Les planches du plancher grinçaient en dessous.
« Maman ? » appela Caleb.
« Je vais bien, chérie ! » ai-je répondu — encore un mensonge.
J’ai ramassé les papiers et suis descendue du grenier. De retour dans notre chambre, j’ai tout étalé sur le lit. Sur l’une des lettres de Caroline, l’adresse de l’expéditeur était soigneusement imprimée dans un coin.
Allée des Birchs.
Nul besoin de ville. Elle était à nous, à seulement vingt minutes.

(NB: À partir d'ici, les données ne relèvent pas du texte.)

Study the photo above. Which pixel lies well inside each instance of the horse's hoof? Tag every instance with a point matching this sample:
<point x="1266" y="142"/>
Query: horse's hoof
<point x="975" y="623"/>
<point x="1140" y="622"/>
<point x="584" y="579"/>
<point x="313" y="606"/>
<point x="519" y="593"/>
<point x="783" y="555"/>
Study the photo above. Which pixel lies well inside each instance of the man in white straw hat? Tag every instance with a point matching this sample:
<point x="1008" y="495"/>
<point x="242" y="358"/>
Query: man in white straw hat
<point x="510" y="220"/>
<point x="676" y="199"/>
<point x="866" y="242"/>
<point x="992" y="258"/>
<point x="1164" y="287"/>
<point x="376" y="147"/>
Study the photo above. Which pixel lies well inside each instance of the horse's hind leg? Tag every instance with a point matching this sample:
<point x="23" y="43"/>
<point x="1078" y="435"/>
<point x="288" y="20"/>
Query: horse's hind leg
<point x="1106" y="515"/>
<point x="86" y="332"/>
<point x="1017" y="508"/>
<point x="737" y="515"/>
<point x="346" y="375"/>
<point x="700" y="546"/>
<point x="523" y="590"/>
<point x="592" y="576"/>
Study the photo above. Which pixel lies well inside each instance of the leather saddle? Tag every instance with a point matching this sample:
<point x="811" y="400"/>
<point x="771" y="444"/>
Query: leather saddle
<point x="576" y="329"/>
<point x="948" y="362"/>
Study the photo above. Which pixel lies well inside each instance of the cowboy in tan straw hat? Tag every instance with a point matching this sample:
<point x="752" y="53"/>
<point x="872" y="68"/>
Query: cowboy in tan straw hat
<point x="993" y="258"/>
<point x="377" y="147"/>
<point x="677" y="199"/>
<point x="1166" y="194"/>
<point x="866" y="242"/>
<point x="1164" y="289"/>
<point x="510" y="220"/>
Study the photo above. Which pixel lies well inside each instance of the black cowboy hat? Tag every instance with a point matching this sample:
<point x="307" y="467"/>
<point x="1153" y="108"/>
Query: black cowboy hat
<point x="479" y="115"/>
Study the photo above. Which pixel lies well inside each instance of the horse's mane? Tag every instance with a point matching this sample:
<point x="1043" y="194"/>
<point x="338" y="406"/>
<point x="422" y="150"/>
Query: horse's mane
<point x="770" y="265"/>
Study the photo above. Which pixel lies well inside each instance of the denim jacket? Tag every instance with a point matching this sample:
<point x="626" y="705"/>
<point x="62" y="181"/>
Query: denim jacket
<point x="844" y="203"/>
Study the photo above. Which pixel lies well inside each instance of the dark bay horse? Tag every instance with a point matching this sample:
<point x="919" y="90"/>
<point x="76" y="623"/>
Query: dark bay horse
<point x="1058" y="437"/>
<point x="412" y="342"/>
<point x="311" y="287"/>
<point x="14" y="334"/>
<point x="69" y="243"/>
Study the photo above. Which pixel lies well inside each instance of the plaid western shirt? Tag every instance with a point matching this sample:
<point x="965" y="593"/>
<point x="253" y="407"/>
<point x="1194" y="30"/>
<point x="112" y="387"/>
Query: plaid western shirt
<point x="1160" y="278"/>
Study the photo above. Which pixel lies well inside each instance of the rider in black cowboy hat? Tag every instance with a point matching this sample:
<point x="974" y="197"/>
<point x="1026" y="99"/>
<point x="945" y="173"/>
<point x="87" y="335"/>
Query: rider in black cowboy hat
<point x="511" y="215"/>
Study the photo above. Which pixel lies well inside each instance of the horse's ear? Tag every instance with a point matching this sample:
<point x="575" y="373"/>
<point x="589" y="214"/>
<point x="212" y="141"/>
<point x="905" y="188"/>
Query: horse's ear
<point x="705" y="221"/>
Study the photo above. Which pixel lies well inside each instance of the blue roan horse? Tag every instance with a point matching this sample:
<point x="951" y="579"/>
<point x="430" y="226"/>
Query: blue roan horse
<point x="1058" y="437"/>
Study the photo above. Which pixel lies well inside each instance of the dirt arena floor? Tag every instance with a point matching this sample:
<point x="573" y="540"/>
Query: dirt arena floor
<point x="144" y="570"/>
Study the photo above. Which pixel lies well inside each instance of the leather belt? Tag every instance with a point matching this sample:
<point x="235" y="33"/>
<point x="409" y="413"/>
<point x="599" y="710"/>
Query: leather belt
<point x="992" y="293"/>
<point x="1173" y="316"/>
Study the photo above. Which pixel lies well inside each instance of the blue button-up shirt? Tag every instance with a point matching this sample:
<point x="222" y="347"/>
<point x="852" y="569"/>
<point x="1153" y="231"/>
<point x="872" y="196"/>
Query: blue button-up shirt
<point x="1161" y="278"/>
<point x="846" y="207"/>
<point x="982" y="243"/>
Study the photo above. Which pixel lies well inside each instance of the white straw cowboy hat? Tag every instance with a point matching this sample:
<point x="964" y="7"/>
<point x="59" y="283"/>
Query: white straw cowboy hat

J’ai rassemblé les documents et je les ai rangés dans le tiroir de ma table de nuit.
Si j’attendais, je perdrais mon courage.
Je suis donc allée chez Kelly, ma voisine, et lui ai demandé si elle pouvait garder les enfants un petit moment. Mère au foyer d’un garçon de onze ans, elle adorait avoir des enfants à la maison. Elle a accueilli les miens avec joie.
Caleb hésita sur le seuil, observant mon visage, puis il entra.
Je suis rentré chez moi, j’ai pris mes clés et je suis monté dans la voiture.
Le trajet jusqu’à Birch Lane semblait irréel.
Et si elle refusait de répondre ?
Et si elle ignorait son départ ?
Et si elle me méprisait ?
Je me suis garé devant une modeste maison bleue aux volets blancs et je me suis forcé à marcher jusqu’à la porte.
J’ai frappé.
Des pas se sont approchés.
Quand la porte s’est ouverte, j’ai eu le souffle coupé.
Caroline se tenait là.
Ce n’est pas une inconnue, mais la même femme qui habitait trois maisons plus loin que la nôtre il y a des années, avant de déménager subitement. Celle qui avait apporté du pain aux bananes à la naissance d’Emma.